Иосиф промолчал. Приближался Людовик Кобенцль, чтобы поприветствовать своего суверена.
К Безбородко, разминая затекшие ноги, подошел Потемкин, прибывший с австрийским императором.
— А где походная кухня императрицы? — спросил он шепотом.
— Осталась на берегу, — вздохнул Александр Андреевич. — Кто же знал, что так далеко заедем? И вы ничего не прихватили?
— К сожалению, — развел руками князь. — Император спешил, даже лакея своего не взял. — Он с грустью взглянул на коляску. — Может, найдется кусок крестьянского хлеба, если коням не скормил. У него такая привычка.
Безбородко достал из кармана часы, открыл чеканную крышку.
— О-о-о, — протянул обеспокоенно, — пора бы уже и пообедать. Сколько верст до Бородаевки, где стоят наши галеры? — вопросительно посмотрел на Потемкина.
— Не меньше тридцати, — насупившись, ответил князь. — Возвращаться некогда. Может, в доме что-нибудь найдем?
Он коротким взглядом окинул Екатерину, которая, разговаривая, прохаживалась в сторонке со своим гостем, и толкнул низенькие рассохшиеся двери. Согнувшись, чтобы не удариться головой о косяк, решительно переступил порог. Безбородко вошел в мазанку следом за ним.
— А где же хозяева? — устремив взор на и печь и голые скамейки, спросил Потемкин.

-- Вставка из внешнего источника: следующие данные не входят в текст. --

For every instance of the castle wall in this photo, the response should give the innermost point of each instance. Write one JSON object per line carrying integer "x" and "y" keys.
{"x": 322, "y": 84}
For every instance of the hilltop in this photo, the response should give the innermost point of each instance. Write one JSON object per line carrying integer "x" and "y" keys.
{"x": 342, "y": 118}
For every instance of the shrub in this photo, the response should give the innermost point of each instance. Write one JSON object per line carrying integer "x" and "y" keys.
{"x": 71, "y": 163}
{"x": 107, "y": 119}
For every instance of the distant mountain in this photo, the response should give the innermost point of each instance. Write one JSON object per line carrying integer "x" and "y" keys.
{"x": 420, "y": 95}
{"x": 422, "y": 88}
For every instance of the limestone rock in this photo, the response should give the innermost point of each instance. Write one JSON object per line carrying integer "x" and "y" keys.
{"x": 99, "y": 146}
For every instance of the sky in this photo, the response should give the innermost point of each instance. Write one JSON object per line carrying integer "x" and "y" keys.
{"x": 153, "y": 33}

— В поле, наверное, — сказал Александр Андреевич, увидев на колышке у двери, цеп с дубовым отполированным до блеска руками держаком.

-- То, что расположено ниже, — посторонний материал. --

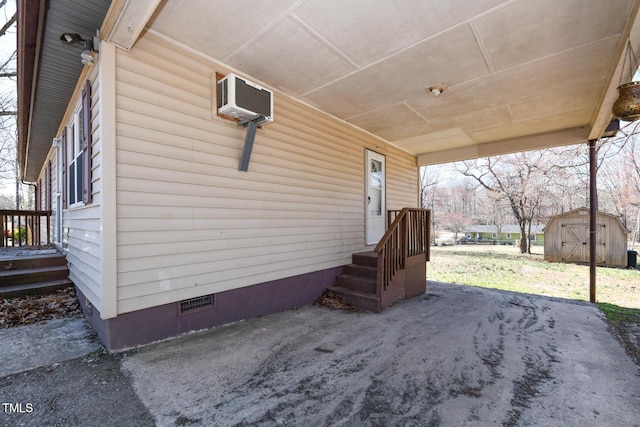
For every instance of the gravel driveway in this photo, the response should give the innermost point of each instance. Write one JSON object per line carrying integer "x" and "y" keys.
{"x": 455, "y": 356}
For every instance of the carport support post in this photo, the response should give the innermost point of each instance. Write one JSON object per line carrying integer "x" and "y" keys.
{"x": 593, "y": 208}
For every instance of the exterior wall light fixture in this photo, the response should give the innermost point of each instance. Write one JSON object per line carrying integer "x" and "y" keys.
{"x": 88, "y": 55}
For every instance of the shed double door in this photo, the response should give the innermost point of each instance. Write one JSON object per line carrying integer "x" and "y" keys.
{"x": 575, "y": 243}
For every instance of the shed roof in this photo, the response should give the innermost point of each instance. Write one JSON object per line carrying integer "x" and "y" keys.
{"x": 585, "y": 211}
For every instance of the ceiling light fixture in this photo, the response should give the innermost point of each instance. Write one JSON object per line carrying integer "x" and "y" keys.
{"x": 627, "y": 106}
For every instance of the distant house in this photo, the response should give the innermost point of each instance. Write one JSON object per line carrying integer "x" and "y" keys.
{"x": 508, "y": 234}
{"x": 568, "y": 238}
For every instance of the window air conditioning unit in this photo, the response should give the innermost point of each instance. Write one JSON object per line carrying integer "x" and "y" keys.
{"x": 244, "y": 100}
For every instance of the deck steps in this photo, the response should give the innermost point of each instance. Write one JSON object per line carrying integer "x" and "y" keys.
{"x": 33, "y": 275}
{"x": 358, "y": 283}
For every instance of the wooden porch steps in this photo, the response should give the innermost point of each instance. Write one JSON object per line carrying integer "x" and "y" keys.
{"x": 33, "y": 274}
{"x": 358, "y": 283}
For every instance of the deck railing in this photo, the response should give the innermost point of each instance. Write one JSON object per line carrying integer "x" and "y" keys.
{"x": 407, "y": 236}
{"x": 25, "y": 228}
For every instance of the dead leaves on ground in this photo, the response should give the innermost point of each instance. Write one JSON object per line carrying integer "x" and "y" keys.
{"x": 27, "y": 310}
{"x": 332, "y": 300}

На глиняном полу стояла выстроганная из колоды громоздкая ступа для проса, а между нею и скамьей — старая, потрескавшаяся мерка[87]. — Безбородко подошел к этой непременной крестьянской посудине и заглянул внутрь. Его курносое, с розовыми щеками-подушечками лицо повеселело.
— Нашел, Григорий Александрович, — обернулся лицом через плечо к Потемкину, торчавшему посреди хаты, едва не упираясь теменем в толстенную матицу. — Подумал, где же еще им быть, и, видите, не ошибся. — Он запустил руку по самый локоть в мерку, пошарил там и вынул три куриных яйца, с которых осыпались продолговатые зернышки ржи.
— Что мы с ними делать будем? — растерянно спросил князь, будто увидел на ладони гофмейстера какую-то незнакомую диковинную вещь.
— Как что? Поджарим. На сале. Такую яичницу приготовим для государыни и гостя...
87
Мера — старая единица емкости сыпучих тел (вмещающая приблизительно один пуд зерна), а также сосуд для измерения их.